Feb. 1, 2010 issue
Calgary churches advertise peace
By Deborah Froese Mennonite Church CanadaSix Calgary, Alta., Mennonite churches countered consumer-driven ads over the holiday season with a “Live for Peace” campaign.
Janet Plenert and Dave Bergen, Mennonite Church Canada staff, model the latest in peaceful winter fashion, part of the denomination’s “Live for Peace” campaign.
They offered messages on billboards and C-Train posters with slogans such as “Give your conscience a workout” and “Imagine life without war.”
The campaign rose as a response to the Peace in the Public Square initiative approved by Mennonite Church Canada delegates at the 2009 assembly in Saskatoon, Sask.
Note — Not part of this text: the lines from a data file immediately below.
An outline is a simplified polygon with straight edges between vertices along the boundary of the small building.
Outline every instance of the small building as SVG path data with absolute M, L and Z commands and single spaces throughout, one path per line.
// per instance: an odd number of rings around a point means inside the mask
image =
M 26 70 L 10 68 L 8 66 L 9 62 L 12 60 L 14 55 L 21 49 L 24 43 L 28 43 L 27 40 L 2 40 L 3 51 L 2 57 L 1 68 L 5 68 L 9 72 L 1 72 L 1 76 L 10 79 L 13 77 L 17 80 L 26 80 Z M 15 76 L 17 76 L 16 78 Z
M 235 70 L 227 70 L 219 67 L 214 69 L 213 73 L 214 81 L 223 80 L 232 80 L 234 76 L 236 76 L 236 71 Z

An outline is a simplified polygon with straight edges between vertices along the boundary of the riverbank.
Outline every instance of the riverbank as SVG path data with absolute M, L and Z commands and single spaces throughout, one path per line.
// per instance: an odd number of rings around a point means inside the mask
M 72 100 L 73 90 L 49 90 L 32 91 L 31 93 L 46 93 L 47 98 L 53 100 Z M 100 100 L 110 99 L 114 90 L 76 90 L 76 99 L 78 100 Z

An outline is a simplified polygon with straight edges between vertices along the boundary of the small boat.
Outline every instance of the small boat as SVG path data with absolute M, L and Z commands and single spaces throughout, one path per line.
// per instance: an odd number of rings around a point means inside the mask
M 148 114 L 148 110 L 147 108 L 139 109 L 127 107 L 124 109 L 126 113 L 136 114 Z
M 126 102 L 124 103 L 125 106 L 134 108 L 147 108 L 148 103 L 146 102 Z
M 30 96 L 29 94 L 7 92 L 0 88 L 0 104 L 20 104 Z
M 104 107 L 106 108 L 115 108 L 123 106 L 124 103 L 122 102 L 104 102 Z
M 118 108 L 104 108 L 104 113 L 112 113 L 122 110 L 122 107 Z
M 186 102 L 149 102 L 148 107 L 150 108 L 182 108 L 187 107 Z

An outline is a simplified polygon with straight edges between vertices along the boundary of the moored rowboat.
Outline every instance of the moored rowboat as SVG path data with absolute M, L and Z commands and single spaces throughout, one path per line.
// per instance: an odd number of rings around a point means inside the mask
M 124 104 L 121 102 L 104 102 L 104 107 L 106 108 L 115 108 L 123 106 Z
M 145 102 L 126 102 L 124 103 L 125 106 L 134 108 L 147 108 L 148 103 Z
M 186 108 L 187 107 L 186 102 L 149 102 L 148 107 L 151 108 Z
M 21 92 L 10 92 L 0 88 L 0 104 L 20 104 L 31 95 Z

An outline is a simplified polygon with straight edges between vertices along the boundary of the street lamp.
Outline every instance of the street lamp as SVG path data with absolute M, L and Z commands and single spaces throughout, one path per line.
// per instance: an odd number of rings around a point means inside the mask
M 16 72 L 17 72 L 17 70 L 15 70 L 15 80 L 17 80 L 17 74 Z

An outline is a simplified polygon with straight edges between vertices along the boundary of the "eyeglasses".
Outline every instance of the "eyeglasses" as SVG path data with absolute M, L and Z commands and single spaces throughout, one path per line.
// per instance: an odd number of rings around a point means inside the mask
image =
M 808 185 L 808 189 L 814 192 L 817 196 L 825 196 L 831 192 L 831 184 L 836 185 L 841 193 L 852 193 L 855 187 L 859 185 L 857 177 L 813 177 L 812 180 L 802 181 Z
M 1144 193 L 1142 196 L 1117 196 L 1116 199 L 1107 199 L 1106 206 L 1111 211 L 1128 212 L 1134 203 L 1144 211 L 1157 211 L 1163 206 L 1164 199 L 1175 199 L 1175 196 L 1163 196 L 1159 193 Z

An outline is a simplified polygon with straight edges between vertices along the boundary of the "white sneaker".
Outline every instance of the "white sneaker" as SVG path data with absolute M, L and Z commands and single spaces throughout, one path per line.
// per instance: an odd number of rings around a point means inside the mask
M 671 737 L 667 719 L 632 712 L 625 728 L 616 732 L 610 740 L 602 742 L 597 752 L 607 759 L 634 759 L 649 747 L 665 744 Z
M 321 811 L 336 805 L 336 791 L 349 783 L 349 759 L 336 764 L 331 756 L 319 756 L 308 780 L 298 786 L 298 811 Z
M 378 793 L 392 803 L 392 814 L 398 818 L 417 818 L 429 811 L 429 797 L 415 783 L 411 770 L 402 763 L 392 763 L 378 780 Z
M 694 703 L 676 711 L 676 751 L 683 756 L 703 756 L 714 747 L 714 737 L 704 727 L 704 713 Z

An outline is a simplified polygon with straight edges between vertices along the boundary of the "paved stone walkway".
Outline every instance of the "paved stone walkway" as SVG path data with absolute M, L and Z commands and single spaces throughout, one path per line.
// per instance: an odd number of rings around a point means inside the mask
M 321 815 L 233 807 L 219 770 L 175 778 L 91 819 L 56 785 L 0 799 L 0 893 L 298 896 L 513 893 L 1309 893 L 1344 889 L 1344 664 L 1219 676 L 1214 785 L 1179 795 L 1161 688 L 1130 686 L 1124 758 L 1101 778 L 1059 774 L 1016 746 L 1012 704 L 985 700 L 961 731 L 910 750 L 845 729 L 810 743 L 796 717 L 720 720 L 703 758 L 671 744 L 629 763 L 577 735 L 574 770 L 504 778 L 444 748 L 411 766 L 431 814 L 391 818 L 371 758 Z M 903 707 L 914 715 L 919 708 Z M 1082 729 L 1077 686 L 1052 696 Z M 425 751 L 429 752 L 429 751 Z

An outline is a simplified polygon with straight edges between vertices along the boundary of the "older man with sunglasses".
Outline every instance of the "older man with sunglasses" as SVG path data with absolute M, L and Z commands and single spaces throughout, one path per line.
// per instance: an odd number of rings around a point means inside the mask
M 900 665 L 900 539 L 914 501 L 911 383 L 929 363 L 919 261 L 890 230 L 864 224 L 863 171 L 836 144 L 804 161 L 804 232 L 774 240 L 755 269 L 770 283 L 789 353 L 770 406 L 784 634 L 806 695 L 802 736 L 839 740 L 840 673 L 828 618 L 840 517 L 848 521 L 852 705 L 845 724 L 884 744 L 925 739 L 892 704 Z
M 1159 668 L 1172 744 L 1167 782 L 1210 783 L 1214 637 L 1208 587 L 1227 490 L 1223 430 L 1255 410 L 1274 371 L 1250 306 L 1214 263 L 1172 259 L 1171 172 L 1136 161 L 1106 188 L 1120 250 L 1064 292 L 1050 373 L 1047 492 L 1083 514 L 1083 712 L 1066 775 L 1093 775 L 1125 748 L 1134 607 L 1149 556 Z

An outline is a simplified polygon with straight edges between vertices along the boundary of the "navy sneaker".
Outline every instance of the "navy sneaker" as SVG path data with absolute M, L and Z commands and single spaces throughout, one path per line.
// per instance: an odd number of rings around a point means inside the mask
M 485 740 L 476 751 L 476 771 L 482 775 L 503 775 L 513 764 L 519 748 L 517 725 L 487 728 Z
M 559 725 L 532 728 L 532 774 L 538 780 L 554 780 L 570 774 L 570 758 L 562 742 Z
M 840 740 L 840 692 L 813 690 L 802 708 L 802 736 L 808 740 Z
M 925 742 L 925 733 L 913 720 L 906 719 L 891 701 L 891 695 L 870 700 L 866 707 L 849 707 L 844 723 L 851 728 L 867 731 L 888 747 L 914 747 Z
Walter Wiebe, moderator for Mennonite Church Alberta, said the Calgary campaign had two primary purposes: to encourage MC Alberta people to become more public about sharing their distinctive beliefs, and to make Calgarians aware of the Mennonite church in the area and its beliefs.
Doug Klassen, campaign spokesman and pastor of Foothills Mennonite Church, explained the campaign further in an interview with the Canadian Broadcasting Corporation’s Radio One.
“In some ways we’re selling a different way of living,” he said. “I am hoping people can look at the world and see how we consume and how we live and how we treat each other in a different way… . Rather than it just being a cliché, we wanted people to start thinking about what they could do to make peace in the world.”
The season approaching Christmas seemed like an appropriate time to launch the initiative.
The ads – and the media coverage — directed people to Mennonite Church Canada’s live for peace Web site, launched Nov. 23.